The disgraced former Labour candidate in the Rochdale parliamentary by-election peddled obscene conspiracy theories that Israel encouraged the Hamas massacre, and that all the Islamic world is under attack by Jews.

An audience in a London theatre hounded out a Jewish man who refused to cheer the Palestinian flag. They were whipped up by the comedian on stage, shouting “Get out” and “Free Palestinian” with added expletives. That is a scene redolent of Berlin in the 1930s.

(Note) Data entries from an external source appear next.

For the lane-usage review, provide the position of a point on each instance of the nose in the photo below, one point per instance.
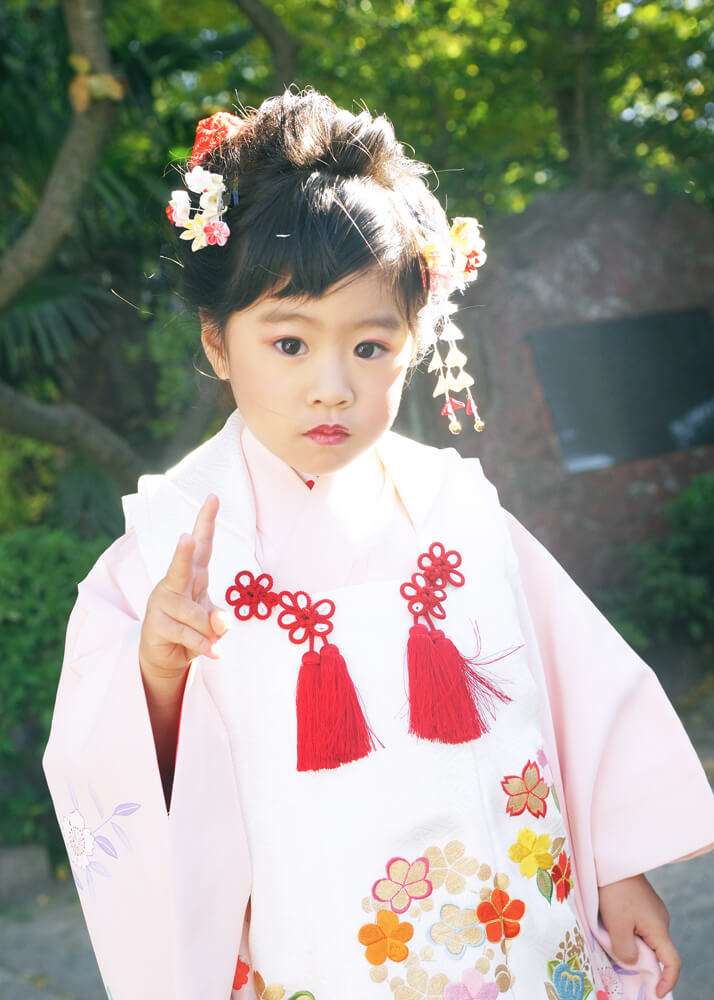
(330, 383)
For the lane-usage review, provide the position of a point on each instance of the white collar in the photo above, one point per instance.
(218, 466)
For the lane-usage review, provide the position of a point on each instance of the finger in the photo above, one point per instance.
(204, 528)
(622, 937)
(183, 635)
(179, 575)
(221, 620)
(182, 609)
(663, 946)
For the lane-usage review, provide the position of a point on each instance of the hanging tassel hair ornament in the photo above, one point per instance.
(331, 726)
(447, 266)
(448, 699)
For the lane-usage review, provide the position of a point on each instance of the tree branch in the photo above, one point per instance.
(283, 46)
(70, 426)
(55, 215)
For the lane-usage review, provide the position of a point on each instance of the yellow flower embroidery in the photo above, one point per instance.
(531, 852)
(450, 867)
(419, 984)
(386, 938)
(273, 992)
(457, 929)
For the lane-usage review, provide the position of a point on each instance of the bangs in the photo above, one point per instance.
(317, 233)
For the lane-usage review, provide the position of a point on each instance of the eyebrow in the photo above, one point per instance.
(389, 321)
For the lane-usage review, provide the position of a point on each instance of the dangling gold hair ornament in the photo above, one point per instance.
(450, 269)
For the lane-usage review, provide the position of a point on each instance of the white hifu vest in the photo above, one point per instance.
(424, 870)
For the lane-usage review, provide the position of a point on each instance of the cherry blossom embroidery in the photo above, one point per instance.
(81, 841)
(473, 986)
(457, 929)
(531, 852)
(276, 991)
(420, 984)
(501, 915)
(240, 976)
(386, 938)
(569, 974)
(404, 882)
(526, 791)
(561, 875)
(450, 867)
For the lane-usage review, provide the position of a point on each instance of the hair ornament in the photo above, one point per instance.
(205, 227)
(450, 269)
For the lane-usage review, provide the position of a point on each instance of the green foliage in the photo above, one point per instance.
(39, 571)
(670, 595)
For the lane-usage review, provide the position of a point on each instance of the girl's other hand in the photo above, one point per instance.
(631, 908)
(181, 621)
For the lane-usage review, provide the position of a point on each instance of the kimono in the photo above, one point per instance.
(424, 869)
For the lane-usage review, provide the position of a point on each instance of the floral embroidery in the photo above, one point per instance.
(531, 852)
(81, 842)
(450, 866)
(276, 991)
(501, 915)
(457, 929)
(473, 986)
(419, 984)
(562, 878)
(386, 938)
(568, 972)
(526, 791)
(240, 976)
(404, 882)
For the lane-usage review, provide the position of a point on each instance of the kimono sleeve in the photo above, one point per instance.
(102, 772)
(163, 894)
(637, 795)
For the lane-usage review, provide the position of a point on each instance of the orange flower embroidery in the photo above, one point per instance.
(240, 977)
(386, 938)
(526, 791)
(501, 915)
(562, 877)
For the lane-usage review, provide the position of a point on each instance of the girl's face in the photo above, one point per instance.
(294, 364)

Netanyahu’s ferocious counter-response to the provocation in October has led to a humanitarian disaster in Gaza, but that has played into his enemy’s hands. International courts are considering charges of “genocide” against the Israeli government and military. A Dutch court has already blocked the export of spare parts for the Israeli air force.

Pressure has begun to mount on Jerusalem to accept an “immediate pause in the fighting”, a polite phrase for a ceasefire. British Foreign Secretary, Lord Cameron, is adamant one can be reached. He is seen as a friend of Israel.

Netanyahu, however, shows no signs of responding to such appeals. The Israeli PM and his generals appear determined to carry on at all costs. It does beg the question: what would constitute an Israeli victory?

After all, even if the IDF does succeed in capturing or killing the leader of Hamas, Yahya Sinwar, and his fighters, this would then leave them with the problem of what to do with the 1.5 million embittered Palestinians left to contemplate a miserable future in the devastated Gaza.

Faced with a similar quandary in the closing months of World War II, the Allies opted for a strategy of winning hearts and minds – distributing medicines and restoring water supplies in western Germany even before Berlin finally surrendered, and then funded a massive restructuring programme via the Marshall Plan.

In much the same way, the world’s best hope now might be a deeply counterintuitive one. If Netanyahu reverses his blockade of aid and lets humanitarian relief flow into Gaza – food, water, medicine, and fuel – he might just persuade Palestinians that Hamas is their mortal enemy, not Israel.

True, a rump of Hamas insurgents might seize many of the aid lorries. Those who need this precious cargo most, the women and children, would likely get very little.

But it would be an important gesture for Israel to say: “We do not hate all Palestinians – only our hate-filled enemies who want to kill us.” Such slim hopes are the best we have – and it will take the most dexterous statesmanship, as well as military planning, to avert a host of new catastrophes.